This weekend marks the 50th anniversary of the last steam train service in Queensland.
After more than a century of service, the final locomotives – many of which were built at the North Ipswich Railway Workshops – ‘dropped their fires’ on 21 December 1969.
Reflecting on the progress made in the 50 years since then, Queensland Rail Historian Greg Hallam said the steam trains’ retirement paved the way for a new era in rail.
“Queensland’s first four steam locomotives were built in Britain, arriving on our shores in 1864 where they served our state for nearly 40 years until Queensland’s own rail manufacturing industry began to thrive in the 1890s,” he said.

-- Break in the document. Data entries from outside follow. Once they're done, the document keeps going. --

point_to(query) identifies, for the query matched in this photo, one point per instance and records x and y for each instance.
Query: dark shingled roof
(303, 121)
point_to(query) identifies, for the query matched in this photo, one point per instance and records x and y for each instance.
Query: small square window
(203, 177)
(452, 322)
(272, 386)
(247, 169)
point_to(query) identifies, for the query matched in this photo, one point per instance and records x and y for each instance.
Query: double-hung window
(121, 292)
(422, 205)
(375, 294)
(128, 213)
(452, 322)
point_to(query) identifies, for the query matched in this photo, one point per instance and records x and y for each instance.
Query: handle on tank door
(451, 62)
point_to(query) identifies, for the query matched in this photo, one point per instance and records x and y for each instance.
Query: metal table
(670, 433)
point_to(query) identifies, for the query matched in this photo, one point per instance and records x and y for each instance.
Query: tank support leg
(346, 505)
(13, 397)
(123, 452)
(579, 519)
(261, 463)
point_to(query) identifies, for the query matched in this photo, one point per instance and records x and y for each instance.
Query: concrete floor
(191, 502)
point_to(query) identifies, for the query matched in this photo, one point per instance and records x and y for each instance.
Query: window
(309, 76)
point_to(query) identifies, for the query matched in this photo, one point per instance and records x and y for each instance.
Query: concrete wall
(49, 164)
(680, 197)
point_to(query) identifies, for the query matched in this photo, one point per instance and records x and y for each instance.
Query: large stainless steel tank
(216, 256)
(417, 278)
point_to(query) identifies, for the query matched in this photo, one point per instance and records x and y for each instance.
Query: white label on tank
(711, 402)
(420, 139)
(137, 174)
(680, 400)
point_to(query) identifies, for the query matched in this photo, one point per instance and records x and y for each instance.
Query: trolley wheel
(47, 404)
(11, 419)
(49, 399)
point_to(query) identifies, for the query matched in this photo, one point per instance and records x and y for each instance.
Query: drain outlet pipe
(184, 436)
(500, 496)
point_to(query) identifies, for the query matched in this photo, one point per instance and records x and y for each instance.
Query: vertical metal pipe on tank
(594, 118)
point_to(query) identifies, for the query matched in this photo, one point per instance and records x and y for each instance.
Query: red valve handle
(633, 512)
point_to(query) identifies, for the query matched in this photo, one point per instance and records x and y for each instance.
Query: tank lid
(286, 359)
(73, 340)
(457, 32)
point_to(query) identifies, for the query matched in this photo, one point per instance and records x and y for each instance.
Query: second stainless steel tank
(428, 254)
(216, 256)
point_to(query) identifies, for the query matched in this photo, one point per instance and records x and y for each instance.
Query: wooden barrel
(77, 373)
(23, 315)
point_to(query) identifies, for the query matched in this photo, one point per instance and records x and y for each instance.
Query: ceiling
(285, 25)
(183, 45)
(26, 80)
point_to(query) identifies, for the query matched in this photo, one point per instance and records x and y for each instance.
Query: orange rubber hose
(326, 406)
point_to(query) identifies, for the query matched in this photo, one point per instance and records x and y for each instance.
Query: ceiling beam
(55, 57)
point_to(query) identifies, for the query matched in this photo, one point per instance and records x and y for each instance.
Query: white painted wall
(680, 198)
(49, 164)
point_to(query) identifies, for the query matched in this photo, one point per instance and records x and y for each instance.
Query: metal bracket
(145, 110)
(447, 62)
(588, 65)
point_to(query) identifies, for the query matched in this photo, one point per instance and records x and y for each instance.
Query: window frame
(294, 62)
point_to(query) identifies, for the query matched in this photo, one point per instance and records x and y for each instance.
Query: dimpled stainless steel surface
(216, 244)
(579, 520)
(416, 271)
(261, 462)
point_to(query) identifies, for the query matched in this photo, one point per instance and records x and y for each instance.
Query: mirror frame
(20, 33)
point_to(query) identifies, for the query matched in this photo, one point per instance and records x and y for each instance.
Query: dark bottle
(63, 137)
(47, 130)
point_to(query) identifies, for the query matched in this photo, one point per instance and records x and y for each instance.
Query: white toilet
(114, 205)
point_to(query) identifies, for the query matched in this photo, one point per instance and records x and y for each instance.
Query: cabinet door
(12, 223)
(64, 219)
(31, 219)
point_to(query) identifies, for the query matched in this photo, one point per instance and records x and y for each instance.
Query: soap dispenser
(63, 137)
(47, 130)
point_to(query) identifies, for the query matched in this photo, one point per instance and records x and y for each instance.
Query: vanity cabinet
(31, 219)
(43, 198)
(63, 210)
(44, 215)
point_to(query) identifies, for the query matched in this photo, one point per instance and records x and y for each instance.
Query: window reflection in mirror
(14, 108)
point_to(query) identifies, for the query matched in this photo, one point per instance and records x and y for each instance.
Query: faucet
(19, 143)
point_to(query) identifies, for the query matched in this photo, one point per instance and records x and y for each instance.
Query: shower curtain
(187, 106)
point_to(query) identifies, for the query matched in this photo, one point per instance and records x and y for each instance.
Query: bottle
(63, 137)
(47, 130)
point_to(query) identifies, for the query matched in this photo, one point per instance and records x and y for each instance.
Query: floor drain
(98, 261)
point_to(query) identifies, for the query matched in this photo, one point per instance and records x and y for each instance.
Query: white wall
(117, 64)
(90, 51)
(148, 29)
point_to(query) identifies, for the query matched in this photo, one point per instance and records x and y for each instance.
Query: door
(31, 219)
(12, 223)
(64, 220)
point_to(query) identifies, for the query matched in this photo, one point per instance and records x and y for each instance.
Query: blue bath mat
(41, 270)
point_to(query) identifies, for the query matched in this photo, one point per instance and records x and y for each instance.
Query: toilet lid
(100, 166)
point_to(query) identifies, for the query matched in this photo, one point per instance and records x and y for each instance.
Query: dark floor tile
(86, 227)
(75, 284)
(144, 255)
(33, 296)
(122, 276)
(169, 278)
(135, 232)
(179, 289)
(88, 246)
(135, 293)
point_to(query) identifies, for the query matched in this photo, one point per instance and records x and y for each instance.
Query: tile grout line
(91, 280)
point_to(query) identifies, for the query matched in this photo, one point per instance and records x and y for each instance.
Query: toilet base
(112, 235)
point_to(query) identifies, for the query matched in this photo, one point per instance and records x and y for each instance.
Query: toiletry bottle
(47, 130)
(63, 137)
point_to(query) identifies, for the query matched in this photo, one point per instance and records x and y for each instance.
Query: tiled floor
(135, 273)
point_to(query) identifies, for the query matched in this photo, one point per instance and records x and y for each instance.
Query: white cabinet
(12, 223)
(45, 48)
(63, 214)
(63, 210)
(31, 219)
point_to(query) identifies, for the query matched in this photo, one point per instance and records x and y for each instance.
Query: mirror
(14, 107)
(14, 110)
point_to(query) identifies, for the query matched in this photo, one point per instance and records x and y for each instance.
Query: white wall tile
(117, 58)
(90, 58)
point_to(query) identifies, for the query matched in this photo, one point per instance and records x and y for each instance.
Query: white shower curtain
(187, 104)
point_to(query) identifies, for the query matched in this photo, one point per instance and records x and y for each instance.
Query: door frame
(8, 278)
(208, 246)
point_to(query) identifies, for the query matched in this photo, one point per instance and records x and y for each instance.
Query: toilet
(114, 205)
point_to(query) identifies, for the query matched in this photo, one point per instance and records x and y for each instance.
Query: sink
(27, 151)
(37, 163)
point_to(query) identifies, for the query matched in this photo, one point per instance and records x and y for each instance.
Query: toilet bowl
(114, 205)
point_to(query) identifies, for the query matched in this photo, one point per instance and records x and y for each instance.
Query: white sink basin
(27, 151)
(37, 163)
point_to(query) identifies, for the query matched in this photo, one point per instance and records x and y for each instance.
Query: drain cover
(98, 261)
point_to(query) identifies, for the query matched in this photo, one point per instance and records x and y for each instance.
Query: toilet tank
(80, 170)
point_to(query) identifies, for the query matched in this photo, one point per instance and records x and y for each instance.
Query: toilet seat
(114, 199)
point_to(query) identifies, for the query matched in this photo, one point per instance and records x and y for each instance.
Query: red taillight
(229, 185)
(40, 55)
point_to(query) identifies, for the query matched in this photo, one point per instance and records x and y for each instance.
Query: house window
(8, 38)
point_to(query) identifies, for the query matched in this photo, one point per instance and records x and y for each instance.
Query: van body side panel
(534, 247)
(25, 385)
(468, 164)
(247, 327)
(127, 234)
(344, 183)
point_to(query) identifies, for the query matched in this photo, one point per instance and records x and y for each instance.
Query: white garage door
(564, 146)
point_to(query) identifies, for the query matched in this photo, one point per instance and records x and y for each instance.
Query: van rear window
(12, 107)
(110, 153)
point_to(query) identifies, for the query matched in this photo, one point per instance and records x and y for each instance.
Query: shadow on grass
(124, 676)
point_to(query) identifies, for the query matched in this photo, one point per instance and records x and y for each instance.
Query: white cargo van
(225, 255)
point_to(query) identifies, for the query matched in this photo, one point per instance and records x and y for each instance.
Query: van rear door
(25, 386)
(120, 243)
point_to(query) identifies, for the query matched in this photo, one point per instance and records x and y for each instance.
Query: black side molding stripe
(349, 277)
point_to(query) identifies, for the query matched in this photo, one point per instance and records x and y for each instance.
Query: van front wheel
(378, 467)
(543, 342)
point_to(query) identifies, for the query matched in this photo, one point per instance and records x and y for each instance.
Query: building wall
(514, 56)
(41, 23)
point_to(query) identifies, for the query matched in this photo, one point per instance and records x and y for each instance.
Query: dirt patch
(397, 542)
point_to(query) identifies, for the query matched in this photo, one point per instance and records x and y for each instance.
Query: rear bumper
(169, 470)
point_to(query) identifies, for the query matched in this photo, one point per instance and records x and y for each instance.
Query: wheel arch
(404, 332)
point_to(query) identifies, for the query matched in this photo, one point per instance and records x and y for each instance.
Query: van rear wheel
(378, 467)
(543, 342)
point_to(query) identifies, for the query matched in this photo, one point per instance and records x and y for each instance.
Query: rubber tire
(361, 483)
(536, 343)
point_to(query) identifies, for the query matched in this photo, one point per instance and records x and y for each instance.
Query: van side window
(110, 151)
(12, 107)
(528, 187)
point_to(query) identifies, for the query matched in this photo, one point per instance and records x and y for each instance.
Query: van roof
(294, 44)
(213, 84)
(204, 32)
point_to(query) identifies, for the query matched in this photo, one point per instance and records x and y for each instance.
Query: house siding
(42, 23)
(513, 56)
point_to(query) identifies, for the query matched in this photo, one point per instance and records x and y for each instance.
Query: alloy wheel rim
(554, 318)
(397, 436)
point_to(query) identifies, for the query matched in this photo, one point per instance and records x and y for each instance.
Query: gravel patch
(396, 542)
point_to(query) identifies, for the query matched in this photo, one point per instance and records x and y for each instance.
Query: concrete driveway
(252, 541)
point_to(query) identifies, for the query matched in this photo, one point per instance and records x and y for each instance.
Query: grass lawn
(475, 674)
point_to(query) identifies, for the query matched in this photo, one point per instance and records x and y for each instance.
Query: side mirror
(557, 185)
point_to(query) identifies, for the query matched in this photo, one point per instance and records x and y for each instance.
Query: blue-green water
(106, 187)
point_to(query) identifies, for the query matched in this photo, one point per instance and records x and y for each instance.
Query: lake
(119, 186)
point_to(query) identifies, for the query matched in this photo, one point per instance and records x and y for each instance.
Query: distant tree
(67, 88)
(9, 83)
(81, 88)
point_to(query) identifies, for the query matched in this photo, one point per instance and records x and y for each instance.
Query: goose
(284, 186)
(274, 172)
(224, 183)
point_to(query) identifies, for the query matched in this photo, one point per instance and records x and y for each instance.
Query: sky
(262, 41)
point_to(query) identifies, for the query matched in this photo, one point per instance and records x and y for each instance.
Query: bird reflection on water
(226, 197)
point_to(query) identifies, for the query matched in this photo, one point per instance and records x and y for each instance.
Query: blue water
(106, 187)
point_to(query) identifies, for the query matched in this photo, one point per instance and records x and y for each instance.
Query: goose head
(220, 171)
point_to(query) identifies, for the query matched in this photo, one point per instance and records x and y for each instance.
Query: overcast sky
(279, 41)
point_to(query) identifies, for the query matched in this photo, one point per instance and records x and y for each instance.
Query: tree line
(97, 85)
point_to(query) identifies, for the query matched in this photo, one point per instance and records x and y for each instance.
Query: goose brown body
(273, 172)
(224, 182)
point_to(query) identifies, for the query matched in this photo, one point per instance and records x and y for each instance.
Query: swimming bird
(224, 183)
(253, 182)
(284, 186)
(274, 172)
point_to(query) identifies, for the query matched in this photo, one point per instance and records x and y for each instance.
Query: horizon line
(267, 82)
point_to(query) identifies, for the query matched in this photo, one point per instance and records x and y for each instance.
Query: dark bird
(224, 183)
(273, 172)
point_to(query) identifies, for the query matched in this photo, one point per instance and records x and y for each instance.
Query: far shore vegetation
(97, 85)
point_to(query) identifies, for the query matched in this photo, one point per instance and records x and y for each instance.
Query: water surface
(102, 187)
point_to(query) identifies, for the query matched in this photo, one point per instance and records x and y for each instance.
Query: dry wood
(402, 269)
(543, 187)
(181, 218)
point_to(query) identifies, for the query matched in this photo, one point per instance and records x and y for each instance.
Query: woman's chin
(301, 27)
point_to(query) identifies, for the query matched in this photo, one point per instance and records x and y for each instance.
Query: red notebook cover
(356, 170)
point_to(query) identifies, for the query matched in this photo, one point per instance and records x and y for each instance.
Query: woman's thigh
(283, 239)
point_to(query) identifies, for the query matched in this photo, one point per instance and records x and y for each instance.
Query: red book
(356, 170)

“From 1903, the North Ipswich Workshops became the birthplace of some of Queensland’s most iconic steam locomotives, including the C16, B17, C18, C17, B18¼, C19 class and the final class DD17s in 1952.
“A constant hive of activity, the workshops were responsible for the design and construction of various steam locomotive classes and, supporting a workforce of around 3500 people, were the largest employer in the Ipswich area.
“It’s hard to imagine now, but back then commuters would line up at their local train station platforms, waiting to board steam train services to go about their days, with wooden carriages, open windows, soot, cinders, and doors that used to swell in the humid Brisbane summers.
“Following the introduction of the first diesel electric locomotive in 1952, the 1960s saw the phasing out of steam trains right across Queensland, in favour of the more efficient and easier to maintain modern trains.
“On Saturday, 29 November 1969, excited locals and railway enthusiasts made a pilgrimage to Ipswich station to farewell Southern Queensland’s last steam train, hauled by C17 No. 917, in its final steam hauled 163-kilometre journey to Yarraman on the Brisbane Valley line.
“Further north, the sugar season of 1969 marked the final use of steam in the Mackay district.
“Finally, on 21 December 1969, Queensland’s last official steam trains ran from Mackay to Outer Harbour with more than 2000 excited ticket holders onboard, farewelling the steam era in Queensland.”
The phasing out of Queensland’s first fleet of electric trains is now underway.
“Today, 40 years after revolutionising rail travel in Brisbane, we’ve begun to progressively retire Queensland’s first fleet of electric trains, the Electric Multiple Unit (EMU) fleet, while ensuring that the legacy in Queensland’s rail history is preserved for future generations, just as the steam trains were,” Mr Hallam said.
While the steam era is over, rail and history enthusiasts can catch a glimpse of original steam trains in action as part of Queensland Pioneer Steam Railway’s Steam Train Sundays.